Businessman Faces Trial in Alleged Plot
After prosecutors discovered what they believe is a written confession, a British magistrate ordered an Orange County businessman accused of plotting to kill five people to stand trial in London later this year.
Hans Frederick Johnston, who once controlled electronics manufacturer Statek Corp. in Orange, was arrested in April by London police, who charged the 71-year-old with conspiring to kill three American attorneys and two Swiss citizens, including his former partner at Statek. Johnston also was charged with possessing several fake identification cards.
Officials at Scotland Yard and the FBI, which assisted British police in the case, declined to say how they obtained Johnston’s letter. Johnston’s criminal attorneys in England also declined to comment.
Sources familiar with the case say the document represents a key piece of evidence in the British prosecution.
The case is rooted in a convoluted, decade-long dispute between Johnston and Swiss engineer Miklos Vendel, 57, over control of Statek, which makes electronic timing devices. After losing control of Statek to Vendel in 1996, Johnston allegedly went to London seeking an assassin to kill his former business partner.
But Johnston feared that the would-be killers, who still are at large, eventually would harm him, according to prosecutors. So he wrote out his plan to kill Vendel and gave the letter to an acquaintance, with instructions to hand it over to authorities if something happened to him.
The letter, dated April 17 of this year, allegedly was written by Johnston.
In it, he accuses Vendel of causing him enormous financial damage. “These matters are not reversible. Lives can’t be changed back,” Johnston wrote. “I therefore decided some time ago . . . to eliminate” Vendel and his Delaware-based attorneys Thomas J. Allingham II, Cathy L. Reese and Robert J. Reese Jr.

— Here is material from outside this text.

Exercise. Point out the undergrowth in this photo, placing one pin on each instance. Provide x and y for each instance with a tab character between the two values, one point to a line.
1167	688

Johnston allegedly went to England in search of someone to carry out the killing, according to the letter. Through a London contact, Johnston met with a team of “people in Dublin who specialize in such activities,” according to the letter.
Neither Vendel nor his three Delaware lawyers could be reached for comment.
Over the course of several weeks, Johnston apparently flew to Dublin, Ireland, several times to meet with the group to discuss the hit. Johnston allegedly paid this group 65,000 British pounds--or about $111,000--and promised another $60,000 once Vendel was dead, according to the letter.
In addition, Johnston would hand over a minority interest in privately held Statek to the assassins once he had regained control of the firm, the letter said.
Johnston apparently planned to go into hiding to avoid being investigated by law enforcement, according to the document. Using a forged birth certificate, Johnston obtained a British driver’s license and passport under the name William Reilly. Johnson also had a Belgian passport and an Irish driver’s license in the name of Joseph Moore, according to British police.
British authorities have found the real Reilly, whom officials say is living in a nursing home in Scotland and has never had a driver’s license.